Persoalannya muncul, akankah kritik dan koreksi itu, atau setidaknya tanggapan dari netizen akan menjadi standar kebenaran dalam menduduksoalkan sebuah masalah ? akankah, suara netizen adalah juga suara Tuhan, sehingga dapat menghakimi dan malah kemudian menggiring nasib dan takdir seseorang yang dibincangkan pada sudut tersalahkan ? 

Sejumlah pengalaman akan menunjukkan realitas yang berbeda. Dalam satu sisi, suara netizen tampak kuasa dalam menggariskan nurani publik. Misalnya saja, pemolisian mahasiswa Unri oleh rektornya,  yang mengkritik kenaikan UKT, kemudian malah dicabut kembali.  Ramainya netizen dalam menyuarakan bobroknya kelakuan oknum di Bea dan Cukai Indonesia, kemudian menghasilkan ada penindakan secara tegas dan hukum oleh pihak berwajib, dan kemudian malah ada juga yang sudah mendekam dalam penjara. Kasus-kasus ini, menunjukkan bahwa suara netizen benar-benar kuasa dalam menghitamputihkan kelakuan oknum yang dianggapnya melanggara hak asasi dan nurani rakyat kebanyakan.

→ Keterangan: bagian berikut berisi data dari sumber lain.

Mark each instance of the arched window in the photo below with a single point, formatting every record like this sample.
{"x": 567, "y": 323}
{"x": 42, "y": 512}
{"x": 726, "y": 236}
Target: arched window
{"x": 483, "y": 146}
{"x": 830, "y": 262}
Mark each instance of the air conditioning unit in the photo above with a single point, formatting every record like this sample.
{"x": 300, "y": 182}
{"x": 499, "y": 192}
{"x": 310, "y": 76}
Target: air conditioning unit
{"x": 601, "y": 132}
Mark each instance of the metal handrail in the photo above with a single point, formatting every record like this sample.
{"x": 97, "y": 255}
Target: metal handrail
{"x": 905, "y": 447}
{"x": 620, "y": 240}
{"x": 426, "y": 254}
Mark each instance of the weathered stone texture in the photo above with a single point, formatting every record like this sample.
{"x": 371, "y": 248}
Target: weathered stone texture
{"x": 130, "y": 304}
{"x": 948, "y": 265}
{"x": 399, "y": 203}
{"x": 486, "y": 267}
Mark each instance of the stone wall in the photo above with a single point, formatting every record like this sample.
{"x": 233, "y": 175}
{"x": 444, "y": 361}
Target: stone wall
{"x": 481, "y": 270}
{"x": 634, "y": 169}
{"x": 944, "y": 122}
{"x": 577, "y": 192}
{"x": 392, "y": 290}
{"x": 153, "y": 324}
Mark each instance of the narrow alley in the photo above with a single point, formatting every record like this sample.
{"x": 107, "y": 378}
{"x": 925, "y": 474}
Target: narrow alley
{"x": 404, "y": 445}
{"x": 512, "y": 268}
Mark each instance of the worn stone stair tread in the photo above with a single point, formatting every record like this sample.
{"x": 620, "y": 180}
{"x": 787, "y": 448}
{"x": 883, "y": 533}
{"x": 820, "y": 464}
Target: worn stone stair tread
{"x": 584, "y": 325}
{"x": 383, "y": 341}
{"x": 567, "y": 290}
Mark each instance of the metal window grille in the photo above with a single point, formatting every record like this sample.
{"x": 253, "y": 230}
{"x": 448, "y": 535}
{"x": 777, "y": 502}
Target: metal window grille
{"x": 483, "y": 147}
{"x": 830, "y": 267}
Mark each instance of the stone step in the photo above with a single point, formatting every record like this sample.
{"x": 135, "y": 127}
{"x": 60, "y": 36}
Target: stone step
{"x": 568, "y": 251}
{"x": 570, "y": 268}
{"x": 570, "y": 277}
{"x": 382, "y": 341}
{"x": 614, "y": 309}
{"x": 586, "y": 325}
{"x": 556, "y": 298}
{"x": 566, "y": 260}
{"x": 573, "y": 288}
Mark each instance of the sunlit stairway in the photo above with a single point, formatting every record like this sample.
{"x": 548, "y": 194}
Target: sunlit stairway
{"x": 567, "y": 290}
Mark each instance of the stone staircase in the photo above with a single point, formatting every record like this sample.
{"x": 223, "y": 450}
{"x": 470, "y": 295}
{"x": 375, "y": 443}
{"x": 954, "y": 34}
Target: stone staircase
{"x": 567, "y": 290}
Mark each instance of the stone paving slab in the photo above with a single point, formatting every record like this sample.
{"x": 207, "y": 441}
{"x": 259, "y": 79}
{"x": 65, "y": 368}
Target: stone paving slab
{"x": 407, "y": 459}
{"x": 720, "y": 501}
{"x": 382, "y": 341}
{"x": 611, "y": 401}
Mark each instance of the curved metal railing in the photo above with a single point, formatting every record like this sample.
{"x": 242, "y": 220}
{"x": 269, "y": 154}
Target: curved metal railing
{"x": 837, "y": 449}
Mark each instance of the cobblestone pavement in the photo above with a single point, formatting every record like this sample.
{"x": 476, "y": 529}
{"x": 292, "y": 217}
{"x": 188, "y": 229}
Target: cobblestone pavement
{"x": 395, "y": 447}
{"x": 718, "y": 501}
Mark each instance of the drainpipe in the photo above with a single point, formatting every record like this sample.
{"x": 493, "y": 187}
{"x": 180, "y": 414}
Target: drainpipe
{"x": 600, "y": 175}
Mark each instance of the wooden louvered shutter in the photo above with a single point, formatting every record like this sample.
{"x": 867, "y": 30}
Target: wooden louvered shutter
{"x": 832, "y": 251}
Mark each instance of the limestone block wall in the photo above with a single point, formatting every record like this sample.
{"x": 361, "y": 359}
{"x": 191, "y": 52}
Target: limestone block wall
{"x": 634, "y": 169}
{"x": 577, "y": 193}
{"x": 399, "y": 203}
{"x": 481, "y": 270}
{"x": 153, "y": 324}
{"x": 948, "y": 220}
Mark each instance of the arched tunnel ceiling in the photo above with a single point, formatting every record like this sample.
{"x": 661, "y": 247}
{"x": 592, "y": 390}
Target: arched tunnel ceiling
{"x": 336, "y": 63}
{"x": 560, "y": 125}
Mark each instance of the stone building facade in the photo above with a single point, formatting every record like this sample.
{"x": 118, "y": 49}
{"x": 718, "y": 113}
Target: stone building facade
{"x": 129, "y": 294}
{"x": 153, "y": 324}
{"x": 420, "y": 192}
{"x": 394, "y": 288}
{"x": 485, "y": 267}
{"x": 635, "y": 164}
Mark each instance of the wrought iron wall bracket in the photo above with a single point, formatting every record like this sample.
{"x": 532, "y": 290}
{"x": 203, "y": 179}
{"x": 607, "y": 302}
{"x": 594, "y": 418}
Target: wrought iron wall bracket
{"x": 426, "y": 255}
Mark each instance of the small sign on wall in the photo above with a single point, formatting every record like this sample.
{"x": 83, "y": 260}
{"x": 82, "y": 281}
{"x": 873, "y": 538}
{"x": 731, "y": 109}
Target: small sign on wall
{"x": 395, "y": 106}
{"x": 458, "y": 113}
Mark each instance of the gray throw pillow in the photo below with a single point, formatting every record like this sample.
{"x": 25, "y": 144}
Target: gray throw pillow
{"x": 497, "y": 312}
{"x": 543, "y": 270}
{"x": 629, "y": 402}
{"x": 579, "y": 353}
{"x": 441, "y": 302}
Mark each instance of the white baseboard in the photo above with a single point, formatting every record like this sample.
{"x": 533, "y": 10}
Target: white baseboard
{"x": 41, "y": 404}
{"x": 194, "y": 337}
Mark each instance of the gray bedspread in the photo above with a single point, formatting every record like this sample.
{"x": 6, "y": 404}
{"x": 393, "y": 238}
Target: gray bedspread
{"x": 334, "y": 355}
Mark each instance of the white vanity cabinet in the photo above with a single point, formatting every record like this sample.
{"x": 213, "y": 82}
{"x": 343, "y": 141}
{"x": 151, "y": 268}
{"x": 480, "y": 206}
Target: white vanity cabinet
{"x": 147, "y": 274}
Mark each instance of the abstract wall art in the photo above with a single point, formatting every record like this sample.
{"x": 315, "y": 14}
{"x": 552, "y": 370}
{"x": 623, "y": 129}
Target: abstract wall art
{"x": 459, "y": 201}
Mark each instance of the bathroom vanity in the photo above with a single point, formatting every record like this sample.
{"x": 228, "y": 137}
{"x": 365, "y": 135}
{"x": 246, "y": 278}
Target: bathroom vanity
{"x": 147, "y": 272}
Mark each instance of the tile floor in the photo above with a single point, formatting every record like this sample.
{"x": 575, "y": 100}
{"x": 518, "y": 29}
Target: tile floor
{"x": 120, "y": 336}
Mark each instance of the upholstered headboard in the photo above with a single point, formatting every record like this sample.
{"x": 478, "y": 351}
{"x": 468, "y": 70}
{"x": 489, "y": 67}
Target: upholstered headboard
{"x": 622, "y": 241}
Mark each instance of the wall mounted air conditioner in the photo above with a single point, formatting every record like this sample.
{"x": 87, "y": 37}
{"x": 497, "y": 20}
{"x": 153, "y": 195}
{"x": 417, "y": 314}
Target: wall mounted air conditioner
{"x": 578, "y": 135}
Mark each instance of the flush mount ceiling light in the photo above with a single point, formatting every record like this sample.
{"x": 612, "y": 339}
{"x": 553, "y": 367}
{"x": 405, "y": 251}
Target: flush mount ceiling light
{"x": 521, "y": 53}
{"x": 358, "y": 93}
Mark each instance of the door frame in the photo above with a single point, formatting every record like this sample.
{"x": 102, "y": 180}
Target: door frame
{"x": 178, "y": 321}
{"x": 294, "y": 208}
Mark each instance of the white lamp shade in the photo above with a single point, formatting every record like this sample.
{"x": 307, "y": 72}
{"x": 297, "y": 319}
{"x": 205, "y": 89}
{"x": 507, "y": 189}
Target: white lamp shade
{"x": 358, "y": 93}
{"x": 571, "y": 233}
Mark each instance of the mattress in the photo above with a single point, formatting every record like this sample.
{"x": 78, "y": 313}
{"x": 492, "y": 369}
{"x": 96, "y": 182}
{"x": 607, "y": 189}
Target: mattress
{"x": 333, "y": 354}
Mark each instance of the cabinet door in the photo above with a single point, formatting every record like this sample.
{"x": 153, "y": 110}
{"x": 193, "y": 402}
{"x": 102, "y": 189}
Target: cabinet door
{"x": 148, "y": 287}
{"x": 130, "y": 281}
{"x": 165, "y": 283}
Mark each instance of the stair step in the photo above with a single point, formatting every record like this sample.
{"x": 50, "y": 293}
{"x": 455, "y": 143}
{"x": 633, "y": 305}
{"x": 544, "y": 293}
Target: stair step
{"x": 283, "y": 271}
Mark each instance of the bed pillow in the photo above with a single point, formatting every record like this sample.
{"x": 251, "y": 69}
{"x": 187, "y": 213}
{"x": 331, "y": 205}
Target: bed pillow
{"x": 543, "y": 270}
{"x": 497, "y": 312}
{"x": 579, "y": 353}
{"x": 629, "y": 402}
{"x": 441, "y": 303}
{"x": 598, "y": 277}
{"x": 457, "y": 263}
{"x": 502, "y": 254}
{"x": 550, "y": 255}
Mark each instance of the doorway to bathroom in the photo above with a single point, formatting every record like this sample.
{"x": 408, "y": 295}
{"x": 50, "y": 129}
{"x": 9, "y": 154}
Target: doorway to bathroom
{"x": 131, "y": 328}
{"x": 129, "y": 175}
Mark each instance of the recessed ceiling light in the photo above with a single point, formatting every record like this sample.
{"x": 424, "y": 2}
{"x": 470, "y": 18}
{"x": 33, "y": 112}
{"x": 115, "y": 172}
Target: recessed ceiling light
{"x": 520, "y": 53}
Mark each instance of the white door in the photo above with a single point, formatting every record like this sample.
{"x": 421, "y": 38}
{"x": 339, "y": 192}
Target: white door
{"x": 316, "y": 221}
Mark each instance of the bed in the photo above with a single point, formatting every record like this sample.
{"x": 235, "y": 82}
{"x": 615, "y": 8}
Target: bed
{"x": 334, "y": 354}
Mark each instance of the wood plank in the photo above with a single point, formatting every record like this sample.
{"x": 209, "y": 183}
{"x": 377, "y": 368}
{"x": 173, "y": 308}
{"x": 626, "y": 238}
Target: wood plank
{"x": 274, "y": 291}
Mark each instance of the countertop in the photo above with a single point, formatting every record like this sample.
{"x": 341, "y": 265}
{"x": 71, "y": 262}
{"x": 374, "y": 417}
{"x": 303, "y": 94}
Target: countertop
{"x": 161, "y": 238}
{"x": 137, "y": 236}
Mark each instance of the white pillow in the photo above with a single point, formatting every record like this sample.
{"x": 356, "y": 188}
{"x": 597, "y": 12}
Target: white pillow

Soalan lainnya, yang berbeda dengan hal itu, muncul pertanyaan, akankah suara netizen itu kemudian tidak direspon oleh pihak berwenang ? tentunya, masyarakat bisa menilai untuk masalah-masalah yang serupa ini. Artinya, jangankan mendengar suara netizen, kendati sudah masuk ke laporan pun, ada juga yang mentah kembali di meja pengadilan, dan kemudian netizen hanya melihat drama-drama pengadilan yang tak berkeadilan.

Senafas dengan hal ini, sejatinya muncul sebuah pertanyaan penting  yang dijawab bersama. Bolehlah untuk disebut sebagai pertanyaan dasar, atau radikal. Pertanyaan itu adalah "apakah suara netizen itu, adalah standar kebenaran, yang mengabaikan narasi atau argumentasi ?" pertanyaan ini, bisa kita alamatkan kepada semua hal yang terjadi di tengah masyarakat kita termasuk saat mengomentari mengenai kegiatan karya wisata atau study tour.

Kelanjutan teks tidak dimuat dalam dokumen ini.